Beating filaments: from eukaryotic cilia to photo-responsive rods

16 Jul 2026, 15:50
50m
Aula Dini (Palazzo del Castelletto)

Aula Dini

Palazzo del Castelletto

Via del Castelletto, 11, 56126 Pisa PI

Speaker

Antonio De Simone (Scuola Superiore Sant'Anna)

Description

Spontaneous oscillations are observed across many natural and artificial systems. We present a comparative analysis of the chemo-mechanical mechanisms that drive spontaneous oscillations in two distinct active filamentous structures: photo-chemically deformable liquid crystal elastomer (LCE) rods and ATP-powered eukaryotic cilia.
Using the unifying framework of active planar rods, we develop simplified mathematical models for both systems.
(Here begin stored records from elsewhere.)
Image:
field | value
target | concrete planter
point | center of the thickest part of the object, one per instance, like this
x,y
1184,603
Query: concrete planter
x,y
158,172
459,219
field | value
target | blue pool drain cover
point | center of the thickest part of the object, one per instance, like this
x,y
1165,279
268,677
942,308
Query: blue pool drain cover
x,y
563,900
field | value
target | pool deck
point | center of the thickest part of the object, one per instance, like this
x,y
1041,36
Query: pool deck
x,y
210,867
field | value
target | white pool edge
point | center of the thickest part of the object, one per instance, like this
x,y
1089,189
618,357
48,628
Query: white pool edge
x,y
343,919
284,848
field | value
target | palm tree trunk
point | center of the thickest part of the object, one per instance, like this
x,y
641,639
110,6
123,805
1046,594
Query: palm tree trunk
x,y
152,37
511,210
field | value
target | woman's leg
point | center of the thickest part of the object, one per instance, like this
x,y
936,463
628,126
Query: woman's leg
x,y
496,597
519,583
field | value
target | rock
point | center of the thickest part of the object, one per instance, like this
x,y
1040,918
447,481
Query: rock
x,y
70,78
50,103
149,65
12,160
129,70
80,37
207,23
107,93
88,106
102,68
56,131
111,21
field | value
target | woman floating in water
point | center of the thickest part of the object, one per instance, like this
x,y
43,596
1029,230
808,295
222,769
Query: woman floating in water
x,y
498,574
We reduce the governing partial differential equations to one-degree-of-freedom (1-DOF) nonlinear oscillators, each undergoing a supercritical Hopf bifurcation. For these reduced models, we obtain explicit analytical expressions for the onset and characteristics of self-sustained oscillations.
Despite the common mathematical structure, the underlying physical mechanisms are fundamentally different. For LCEs, self-oscillation is an inertial phenomenon driven by an elastic-inertial feedback over the timescale of the photochemical reaction. In contrast, eukaryotic cilia live in the inertia-less (low Reynolds number) regime, and the instability is driven by a negative effective damping - a motive force that arises from the mechano-chemistry of molecular motors. The analytical predictions for critical activation thresholds, frequencies, and amplitudes agree with full nonlinear simulations, providing quantitative insight into the dynamics of these complex self-oscillating systems.